I build at the intersection of AI, language, and education. Cornell-trained in CS (after starting as a French major), I’ve built AI language tools, AI-native writing assistants, and coding-education products used by students, engineers, and creators around the world. I love shipping products fast, learning across cultures, and helping people express themselves through tech and language.
I’m looking to jam with builders in AI-native productivity, language tech, voice interfaces, and education. Always down to connect with developers, PMs, designers, founders, and anyone building tools that help people learn, express, and create faster. Also curious about global tech culture, new learning models, and AI-powered communication.
Projects • soyas.ai — an AI language companion for global tech professionals. • AI Companion at Zoom

Jialin Ye RSVP Approved

Product Designer at Zoom
Jialin led the product design for Selfprint. She designed the end-to-end user flow, including the photo-upload experience, the real-time conversation interface, and the final “memory card” layout. She worked closely with the engineering side to ensure the UI integrated smoothly with OpenAI Vision outputs and the Realtime API’s audio interaction model. Her work covered interaction design, visual design, and the overall experience architecture.

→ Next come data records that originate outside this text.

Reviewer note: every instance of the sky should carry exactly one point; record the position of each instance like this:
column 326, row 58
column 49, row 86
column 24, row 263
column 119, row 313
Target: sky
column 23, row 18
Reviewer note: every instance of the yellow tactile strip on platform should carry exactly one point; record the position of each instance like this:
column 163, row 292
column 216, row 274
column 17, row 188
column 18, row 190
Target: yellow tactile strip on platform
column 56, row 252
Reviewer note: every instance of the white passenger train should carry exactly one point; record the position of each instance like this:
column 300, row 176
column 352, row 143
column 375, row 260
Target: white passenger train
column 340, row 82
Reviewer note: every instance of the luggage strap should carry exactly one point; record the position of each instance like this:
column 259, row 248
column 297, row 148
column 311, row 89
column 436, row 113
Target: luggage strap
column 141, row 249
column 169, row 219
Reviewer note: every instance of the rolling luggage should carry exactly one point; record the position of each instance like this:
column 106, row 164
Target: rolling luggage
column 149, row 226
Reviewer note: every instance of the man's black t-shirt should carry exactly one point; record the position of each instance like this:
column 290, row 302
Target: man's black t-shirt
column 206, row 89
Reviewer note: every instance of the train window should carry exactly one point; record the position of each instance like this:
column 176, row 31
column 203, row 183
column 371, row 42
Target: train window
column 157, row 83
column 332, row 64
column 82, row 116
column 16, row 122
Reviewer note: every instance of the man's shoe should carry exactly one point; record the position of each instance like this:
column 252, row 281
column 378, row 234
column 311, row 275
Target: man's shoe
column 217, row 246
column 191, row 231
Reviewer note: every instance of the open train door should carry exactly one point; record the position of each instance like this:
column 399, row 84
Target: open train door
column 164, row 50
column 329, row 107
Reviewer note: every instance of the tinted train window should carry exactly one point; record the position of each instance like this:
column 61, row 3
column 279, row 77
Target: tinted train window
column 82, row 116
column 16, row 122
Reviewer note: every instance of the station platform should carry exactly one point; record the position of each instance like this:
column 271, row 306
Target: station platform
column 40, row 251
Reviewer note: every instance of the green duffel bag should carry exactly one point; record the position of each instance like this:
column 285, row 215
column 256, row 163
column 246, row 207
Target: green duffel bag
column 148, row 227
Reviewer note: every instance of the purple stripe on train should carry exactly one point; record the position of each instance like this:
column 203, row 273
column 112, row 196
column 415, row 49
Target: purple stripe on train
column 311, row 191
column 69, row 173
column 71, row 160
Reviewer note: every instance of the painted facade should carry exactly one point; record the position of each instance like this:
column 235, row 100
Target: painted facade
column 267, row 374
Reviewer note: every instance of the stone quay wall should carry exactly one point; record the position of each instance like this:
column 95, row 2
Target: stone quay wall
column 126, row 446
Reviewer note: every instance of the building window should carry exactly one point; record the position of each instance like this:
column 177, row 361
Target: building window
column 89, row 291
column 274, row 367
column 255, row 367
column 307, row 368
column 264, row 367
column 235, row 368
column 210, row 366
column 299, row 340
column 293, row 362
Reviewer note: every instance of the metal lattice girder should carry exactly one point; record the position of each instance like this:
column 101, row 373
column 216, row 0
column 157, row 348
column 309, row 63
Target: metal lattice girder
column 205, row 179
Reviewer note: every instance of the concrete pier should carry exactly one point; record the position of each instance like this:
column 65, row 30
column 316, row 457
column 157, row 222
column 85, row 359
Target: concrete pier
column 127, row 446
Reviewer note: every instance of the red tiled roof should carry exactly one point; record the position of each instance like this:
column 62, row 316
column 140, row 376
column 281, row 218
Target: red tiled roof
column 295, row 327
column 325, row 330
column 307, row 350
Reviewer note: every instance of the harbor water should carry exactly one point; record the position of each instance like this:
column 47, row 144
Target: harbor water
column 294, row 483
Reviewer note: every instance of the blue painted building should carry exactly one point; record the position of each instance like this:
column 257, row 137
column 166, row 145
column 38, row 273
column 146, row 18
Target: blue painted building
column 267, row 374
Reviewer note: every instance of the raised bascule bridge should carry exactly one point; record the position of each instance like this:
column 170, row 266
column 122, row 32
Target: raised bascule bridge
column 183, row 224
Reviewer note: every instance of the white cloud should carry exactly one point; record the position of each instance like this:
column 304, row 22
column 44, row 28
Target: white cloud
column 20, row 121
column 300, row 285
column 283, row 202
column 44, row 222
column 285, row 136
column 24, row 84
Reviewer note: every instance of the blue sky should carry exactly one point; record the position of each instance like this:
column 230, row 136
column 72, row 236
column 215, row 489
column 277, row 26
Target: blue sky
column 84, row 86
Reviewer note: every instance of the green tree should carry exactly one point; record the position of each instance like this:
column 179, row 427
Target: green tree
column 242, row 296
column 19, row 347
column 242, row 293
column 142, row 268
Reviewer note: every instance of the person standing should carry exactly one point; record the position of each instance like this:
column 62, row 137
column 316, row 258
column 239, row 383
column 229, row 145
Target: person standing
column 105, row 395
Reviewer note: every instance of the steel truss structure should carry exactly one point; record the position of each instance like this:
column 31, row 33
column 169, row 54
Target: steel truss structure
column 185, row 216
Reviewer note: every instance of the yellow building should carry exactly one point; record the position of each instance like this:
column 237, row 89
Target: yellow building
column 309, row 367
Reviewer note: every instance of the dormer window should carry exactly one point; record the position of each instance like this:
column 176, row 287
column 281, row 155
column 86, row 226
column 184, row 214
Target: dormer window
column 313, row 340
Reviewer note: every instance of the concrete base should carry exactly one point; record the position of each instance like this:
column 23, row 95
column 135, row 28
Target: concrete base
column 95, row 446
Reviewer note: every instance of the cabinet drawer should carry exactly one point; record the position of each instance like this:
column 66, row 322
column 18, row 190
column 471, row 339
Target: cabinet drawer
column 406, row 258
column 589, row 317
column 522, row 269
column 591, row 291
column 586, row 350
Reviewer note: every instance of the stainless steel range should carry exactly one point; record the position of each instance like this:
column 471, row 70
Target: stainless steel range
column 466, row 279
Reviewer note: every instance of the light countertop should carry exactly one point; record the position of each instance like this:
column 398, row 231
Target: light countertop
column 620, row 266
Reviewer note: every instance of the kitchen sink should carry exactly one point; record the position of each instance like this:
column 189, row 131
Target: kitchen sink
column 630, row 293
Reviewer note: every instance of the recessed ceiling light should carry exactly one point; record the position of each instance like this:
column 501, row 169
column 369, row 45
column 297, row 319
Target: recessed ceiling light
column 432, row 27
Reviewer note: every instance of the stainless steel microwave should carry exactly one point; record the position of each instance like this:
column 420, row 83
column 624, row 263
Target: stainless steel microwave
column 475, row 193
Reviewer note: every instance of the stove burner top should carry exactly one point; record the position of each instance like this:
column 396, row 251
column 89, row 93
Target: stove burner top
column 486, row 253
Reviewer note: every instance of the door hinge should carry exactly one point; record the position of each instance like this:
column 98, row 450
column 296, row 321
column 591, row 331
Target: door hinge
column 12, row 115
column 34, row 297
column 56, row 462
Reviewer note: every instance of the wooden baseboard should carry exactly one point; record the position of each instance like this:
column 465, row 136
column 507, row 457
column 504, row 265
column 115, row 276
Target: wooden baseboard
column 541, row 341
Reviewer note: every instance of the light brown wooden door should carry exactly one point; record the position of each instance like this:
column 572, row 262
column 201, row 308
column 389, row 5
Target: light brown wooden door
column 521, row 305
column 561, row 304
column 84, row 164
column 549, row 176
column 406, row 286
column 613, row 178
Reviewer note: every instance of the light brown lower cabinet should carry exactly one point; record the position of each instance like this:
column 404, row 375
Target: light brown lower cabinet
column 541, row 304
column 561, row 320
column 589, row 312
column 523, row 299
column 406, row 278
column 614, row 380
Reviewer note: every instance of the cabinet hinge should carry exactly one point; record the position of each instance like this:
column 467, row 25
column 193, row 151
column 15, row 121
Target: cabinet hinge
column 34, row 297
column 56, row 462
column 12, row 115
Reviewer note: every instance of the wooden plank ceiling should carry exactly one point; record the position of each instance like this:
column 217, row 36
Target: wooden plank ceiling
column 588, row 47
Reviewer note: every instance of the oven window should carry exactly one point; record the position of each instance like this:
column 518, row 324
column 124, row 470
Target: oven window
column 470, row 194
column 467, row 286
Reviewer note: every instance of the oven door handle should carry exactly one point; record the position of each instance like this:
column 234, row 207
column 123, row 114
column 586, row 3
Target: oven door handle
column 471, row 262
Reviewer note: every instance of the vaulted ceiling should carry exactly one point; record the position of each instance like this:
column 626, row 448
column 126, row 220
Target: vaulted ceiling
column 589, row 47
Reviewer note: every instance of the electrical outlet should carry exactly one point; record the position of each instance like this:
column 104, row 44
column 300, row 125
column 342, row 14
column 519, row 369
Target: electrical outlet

I’m a product designer focused on turning messy, complex ideas into clear, useful experiences. I’ve worked across data tooling, AI, fintech, and currently design enterprise AI products. I’m drawn to systems, structure, and the challenge of shaping ambiguous problems into something thoughtful and intuitive.
I’m interested in learning more about agentic workflow design and how voice AI can be used effectively in enterprise environments. I’m especially curious about making voice interactions feel natural in office settings, where speaking to a device can feel awkward. I want to explore conversation models that feel more like collaborative exchanges or meeting-style interactions rather than one-way monologues.
My focus is on how AI can accelerate creating product demos, narratives, and showcase-ready concepts without losing the fundamentals of good design. Part of this is exploring when design should clarify the value proposition at a high level, and when it should dive into detail. I’m trying to understand how AI can support both: helping designers communicate the core idea convincingly while still enabling the level of craft and precision that makes a concept feel real.